Check the plant hardiness zone map for Canada or the U.S., and don’t try to grow orange trees in northern Ontario unless you have a greenhouse. (My father-in-law keeps a greenhouse just so he can grow oranges and other tropical plants in cold, rainy Britain. If that’s your dream, it is possible.)

Plant Compatible Companions
Not all vegetables grow well next to all others, and some vegetables work very well together. Corn, beans, and squash grown together give shade to the squash and a pole for the beans to climb up. These are long-time North American companions. Just choose plants that won’t compete for sunlight and won’t attract insects that will nibble their neighbors.

Map Out Your Garden Plan
When you are ready for a plan, you could just start with someone else’s plan and follow their directions. That’s an easy way to plant your first garden without too much stress, as long as the plants are appropriate to your area. You can download a plan from Better Homes and Gardens or get the plan and a complete supply kit from Gardener’s Supply Company.

If you want to create a themed garden, start with a list of plants. Do you, for example, want to grow a bowl of salsa or grow an edible flower salad to delight a child? Focusing on a clear outcome like a specific meal is a great way to keep a very young child interested in the garden.

If you want to customize your plan, try online garden planning programs. Gardener’s has a simple drag-and-drop map you can arrange then print. Through Mother Earth News, you can try the planner free for 30 days. Once you start playing with the software, you may not want to stop. The program creates a plant list and planting schedule.

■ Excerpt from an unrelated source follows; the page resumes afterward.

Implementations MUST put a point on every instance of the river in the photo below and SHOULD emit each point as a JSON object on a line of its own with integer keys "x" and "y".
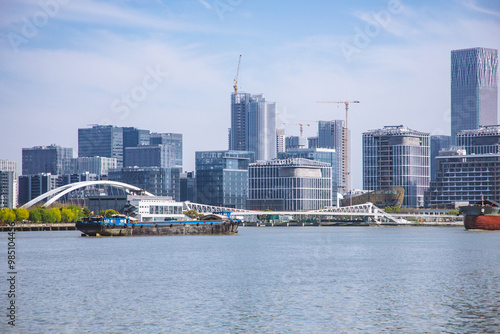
{"x": 262, "y": 280}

Or, as you become more expert in gardening, you can go old school and draw out your own garden plan your own way.

Schedule Planting
Find out the anticipated dates of last spring frost for Canada or the U.S. in the Old Farmer’s Almanac (a book you might want to have around as you become a real gardener). Determine the ideal time for planting each of your planned plants, and work backward to figure out when you should start your seeds. Create a schedule, and refer to this schedule throughout the spring. If you use the planner, your schedule is created for you.

Now Buy Your Seeds
By now, you probably just want to get planting. Buy your seeds or plants, and you will be planting soon. In Simcoe County, Ontario, they tell us to place our plant order by April 1st, so you do have a couple of weeks to plan and dream.

Record Your Plan
Get a gardener’s notebook then record everything from your map (which you can print and tip into your book) to your shopping list and seed suppliers and your planting notes. Keep track of what you do. If it works, you want to repeat your success. If it doesn’t work, you need to remember what you did so you can do something different next year. This is an adventure. Record the story of your journey as you become a vegetable gardener.